Every Wednesday, industrial units in Nagpur — the third-largest city by population in Maharashtra — remain shut on account of load shedding; in other words, no power supply. For Nagpur-based Aniket Deshpande, 48, who works in one of the leading furniture manufacturing companies, which also remain shut on Wednesdays (they work on Sundays though), this comes as an opportunity to revisit his portfolio that consists of shares, provident fund, fixed deposits and mutual funds (MFs), the latter comprising 71% of his portfolio, excluding real estate.
He invests R35,000 per month through systematic investment plans (SIP). A foreign holiday once in two years and retirement are his two biggest goals. Bangalore-based V Kannan, 54, an IT professional and a regular SIP investor, has similar goals.Kannan has steadily increased his investments in SIPs to about R1.2 lakh a month, up from about R40,000 seven years back when he started investing in SIPs.
Deshpande and Kannan represent the new and growing breed of investors — let’s call them Sippers. As per Karvy Computershare, one of the two largest registrar & transfer (R&T) agents in the Indian MF industry, the assets under management of SIP folios stand at 11.4% of the overall equity AUM (of schemes managed by Karvy) as on March 2011, up from 7.3% as on March 2010 and 5.4% as on March 2009. Traditionally, they come from either of the two largest cities, Mumbai and Delhi, but of late they are also coming from smaller towns such as Nagpur, Patna, Chandigarh and so on.
According to data provided by Karvy Computershare, nearly 33.0% of SIPs come from cities outside the top 30.
Sippers invest between R2,000 and R2,500 every month, though a majority of them still invest less than R1,500 a month. So why are SIPs becoming popular among investors?
WISDOM WITH EXPERIENCE...
Most investors burnt their fingers in 2008 when markets crashed worldwide. While the BSE 100 lost 55.0%, CNX Midcap shed 60.0%. MFs fared bad or even worse in some cases. Large-cap funds lost 50.0% and multi-cap funds 55.0% that year. Up until 2007, these two categories sported a 43.0% and 51.0% on a three-year timeframe.
“Though the markets started to recover in 2009, memories of the 2008 crash were fresh,” says Arindam Ghosh, head, retail sales, JP Morgan Asset Management Co. (AMC) Ltd. “People thought it best to put in small amounts instead of putting away a lump sum.”
According to Computer Age Management Services Ltd (Cams), the other of the two largest R&Ts mentioned above, the ticket size of nearly 70.0% of the SIPs are in the range of R1,000-2,500.
Some believe that the abolition of entry-loads in August 2009 brought in a change. “Along with serious agents, banks shifted focus on consistent flows,” says Debasish Mallick, managing director, IDBI AMC.
With a networth of at least R85 crore, Nagpur-based investor and businessman Narendrakumar Garg invests R1-2 lakh per month of his own money, apart from R5-7 lakh of his company.

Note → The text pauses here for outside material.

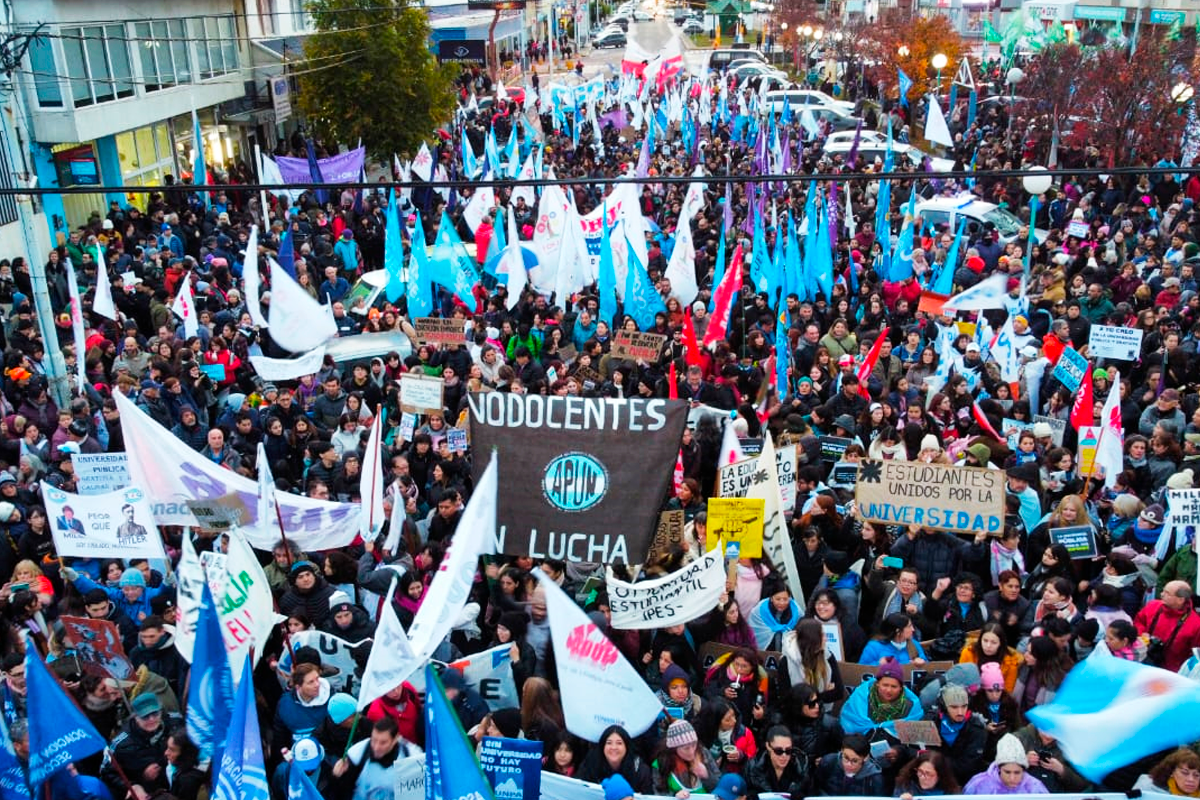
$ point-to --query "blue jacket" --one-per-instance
(136, 611)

Though he withdrew in January 2008 before the market fell later that year, Garg was patient enough to stay invested through the turbulent period of 2008 and 2009 for the remaining part of his MF investments. He credits his financial planner, Ranjit Dani, for persuading him to stay invested throughout.
SIPs work in a way that enables you to accumulate more units when markets fall and less units when markets rise. If you had started an SIP in January 2008 when Sensex was around 17,648 and stayed invested till date, all equity funds would have yielded more if you had taken the SIP route compared with lump sum investing (see table).
Driven by distributors
Most Sippers invest in MFs through distributors or financial planners. Kannan got acquainted to his financial planner, Anil Rego, in 2003 as both of them lived in the same locality. Rego introduced Kannan to MFs and SIPs. His SIPs have earned him handsome returns in the past six years. But what he, like Deshpande and Garg, credits most to his financial planner is the role he played in ensuring that he stays invested through the 2008 crisis.
In the last five years, while FDs have returned about 7.5% after taxes, your SIPs would have earned you about 17.0%. So what are you waiting for, join the Sippers.